Deshalb wird in den Vereinigten Staaten, dem imperialen Zentrum des demokratischen Westens, die Wahl von zwei großen institutionellen Parteien kontrolliert, die ihrerseits von wohlhabenden Spendern abhängig sind. Die Öffentlichkeit soll zwischen zwei Politikern wählen, die sich in den Rängen hochgearbeitet haben und bei jedem Schritt auf ihre Bereitschaft hin überprüft wurden, der Logik der Machtelite zu gehorchen.

Jede Störung – ein Corbyn, der die gröbsten Privilegien des Machtestablishments einschränken will, oder ein Trump, dessen narzisstische Impulse den Status quo zu destabilisieren oder ganz zu diskreditieren drohen – muss außerhalb dieses manipulierten demokratischen Rahmens behandelt werden. Verleumdungskampagnen – märchenhafte Verschwörungstheorien, sei es über Antisemitismus oder russische Absprachen – sollen den demokratischen Willen umgehen und die Kontrolle der Eliten wiederherstellen.

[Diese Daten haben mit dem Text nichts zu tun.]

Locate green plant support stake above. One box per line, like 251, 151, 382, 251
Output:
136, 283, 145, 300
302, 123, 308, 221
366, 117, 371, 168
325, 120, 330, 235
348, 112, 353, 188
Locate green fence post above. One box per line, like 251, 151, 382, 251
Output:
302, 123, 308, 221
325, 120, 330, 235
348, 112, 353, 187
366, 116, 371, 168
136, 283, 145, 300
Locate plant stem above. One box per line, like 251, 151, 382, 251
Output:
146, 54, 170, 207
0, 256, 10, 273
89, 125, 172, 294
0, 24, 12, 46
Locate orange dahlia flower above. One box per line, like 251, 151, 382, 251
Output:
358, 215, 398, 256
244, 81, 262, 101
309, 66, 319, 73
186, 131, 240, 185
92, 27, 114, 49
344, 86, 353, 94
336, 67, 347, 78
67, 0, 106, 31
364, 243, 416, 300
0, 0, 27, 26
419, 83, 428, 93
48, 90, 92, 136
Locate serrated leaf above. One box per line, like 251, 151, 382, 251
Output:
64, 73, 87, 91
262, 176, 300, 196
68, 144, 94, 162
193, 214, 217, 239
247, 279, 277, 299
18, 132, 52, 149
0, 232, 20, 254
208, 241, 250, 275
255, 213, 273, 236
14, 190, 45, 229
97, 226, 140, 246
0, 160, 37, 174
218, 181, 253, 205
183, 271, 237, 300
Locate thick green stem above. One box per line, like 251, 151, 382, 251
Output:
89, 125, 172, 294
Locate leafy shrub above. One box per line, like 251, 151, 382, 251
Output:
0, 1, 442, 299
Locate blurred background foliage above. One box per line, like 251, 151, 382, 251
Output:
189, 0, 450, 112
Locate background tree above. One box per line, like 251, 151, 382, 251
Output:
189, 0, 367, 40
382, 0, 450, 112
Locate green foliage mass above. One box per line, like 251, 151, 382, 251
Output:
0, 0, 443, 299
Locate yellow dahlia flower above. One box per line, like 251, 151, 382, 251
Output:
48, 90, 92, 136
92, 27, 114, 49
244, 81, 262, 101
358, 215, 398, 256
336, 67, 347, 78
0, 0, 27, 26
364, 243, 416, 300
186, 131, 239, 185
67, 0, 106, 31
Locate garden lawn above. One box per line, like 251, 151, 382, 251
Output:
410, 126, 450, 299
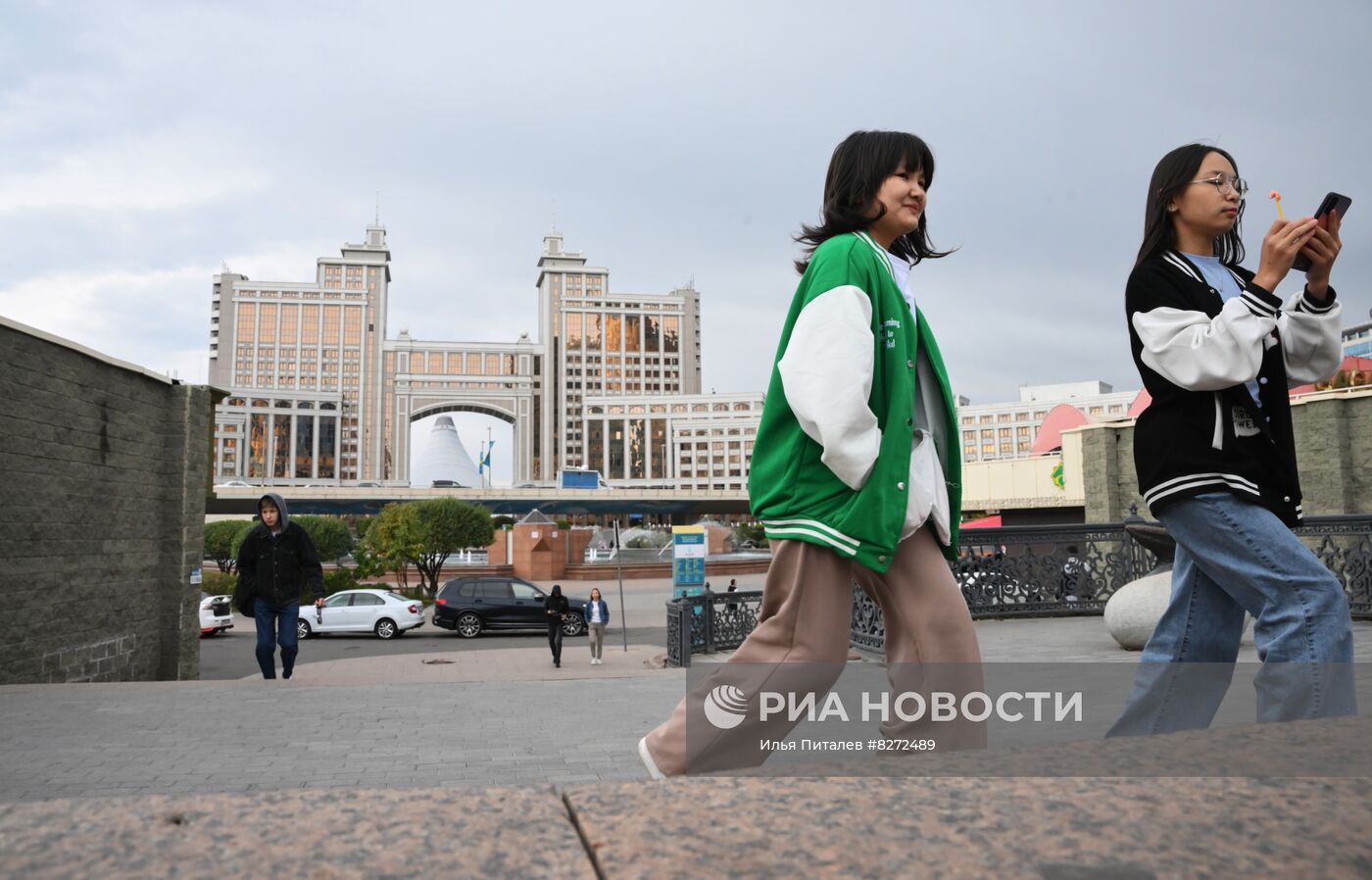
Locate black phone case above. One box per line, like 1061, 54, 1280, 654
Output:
1291, 192, 1352, 271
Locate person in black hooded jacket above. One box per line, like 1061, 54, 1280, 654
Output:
543, 583, 570, 668
234, 492, 323, 678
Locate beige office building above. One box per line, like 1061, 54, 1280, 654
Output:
583, 394, 762, 490
209, 225, 391, 485
210, 223, 718, 485
957, 381, 1139, 462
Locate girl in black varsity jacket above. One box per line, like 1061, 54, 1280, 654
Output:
1111, 144, 1352, 735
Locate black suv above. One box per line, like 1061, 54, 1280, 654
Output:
433, 576, 586, 638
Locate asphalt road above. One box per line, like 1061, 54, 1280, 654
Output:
200, 612, 666, 681
200, 575, 724, 679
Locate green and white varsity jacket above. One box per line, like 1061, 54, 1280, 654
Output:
748, 232, 961, 572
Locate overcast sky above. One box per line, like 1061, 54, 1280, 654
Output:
0, 0, 1372, 480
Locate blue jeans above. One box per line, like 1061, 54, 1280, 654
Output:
253, 597, 301, 678
1107, 492, 1357, 736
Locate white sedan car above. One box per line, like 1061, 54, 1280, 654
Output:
200, 590, 233, 638
296, 589, 424, 638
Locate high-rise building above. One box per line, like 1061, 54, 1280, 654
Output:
209, 225, 391, 483
210, 223, 724, 485
957, 381, 1139, 462
535, 232, 701, 479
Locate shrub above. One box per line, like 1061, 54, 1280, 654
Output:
191, 571, 239, 596
323, 568, 358, 602
203, 519, 253, 574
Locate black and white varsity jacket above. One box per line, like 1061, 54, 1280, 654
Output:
1125, 251, 1342, 527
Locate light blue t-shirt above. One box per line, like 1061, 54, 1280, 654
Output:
886, 251, 915, 315
1187, 254, 1262, 407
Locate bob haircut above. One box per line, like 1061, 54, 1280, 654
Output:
1133, 144, 1248, 267
796, 131, 951, 273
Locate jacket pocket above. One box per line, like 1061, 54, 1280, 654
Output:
900, 428, 950, 544
1210, 391, 1224, 451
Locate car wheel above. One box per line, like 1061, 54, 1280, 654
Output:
457, 611, 481, 638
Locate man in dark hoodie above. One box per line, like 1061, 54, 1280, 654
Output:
543, 583, 570, 668
234, 492, 323, 678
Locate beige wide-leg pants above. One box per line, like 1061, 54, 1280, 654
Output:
648, 528, 987, 776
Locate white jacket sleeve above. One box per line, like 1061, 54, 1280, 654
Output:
1133, 292, 1277, 391
776, 285, 881, 490
1277, 288, 1344, 387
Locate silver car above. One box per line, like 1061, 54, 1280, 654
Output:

Diese Pannen werden jedoch nicht verschwinden. Sie sind Symptome dafür, dass das System zusammenbricht. Die Wut über den unkontrollierbaren Anstieg der Lebenshaltungskosten, die wachsende Bedrohung durch den Klimazusammenbruch, die Ausweitung der permanenten Kriege, um den Zugang zu den Ressourcen zu sichern, die die Klimakrise anheizen, werden weitere Störungen hervorrufen.

Die „edle Lüge“ kann die Demokratie nicht retten. Eine dringendere Frage ist, ob die Demokratien, die wir haben, es wert sind, gerettet zu werden.

Jonathan Cook ist ein preisgekrönter britischer Journalist. Er war 20 Jahre lang in Nazareth, Israel, ansässig. Im Jahr 2021 kehrte er nach Großbritannien zurück und ist Autor von drei Büchern über den israelisch-palästinensischen Konflikt: Blood and Religion: The Unmasking of the Jewish State (2006), Israel and the Clash of Civilisations: Iraq, Iran and the Plan to Remake the Middle East (2008) und Disappearing Palestine: Israels Experimente in menschlicher Verzweiflung (2008). Wenn Ihnen seine Artikel gefallen, ziehen Sie bitte in Erwägung, ihn finanziell zu unterstützen. Übersetzt mit Deepl.com

Dieser Artikel stammt aus dem Blog des Autors, Jonathan Cook.net.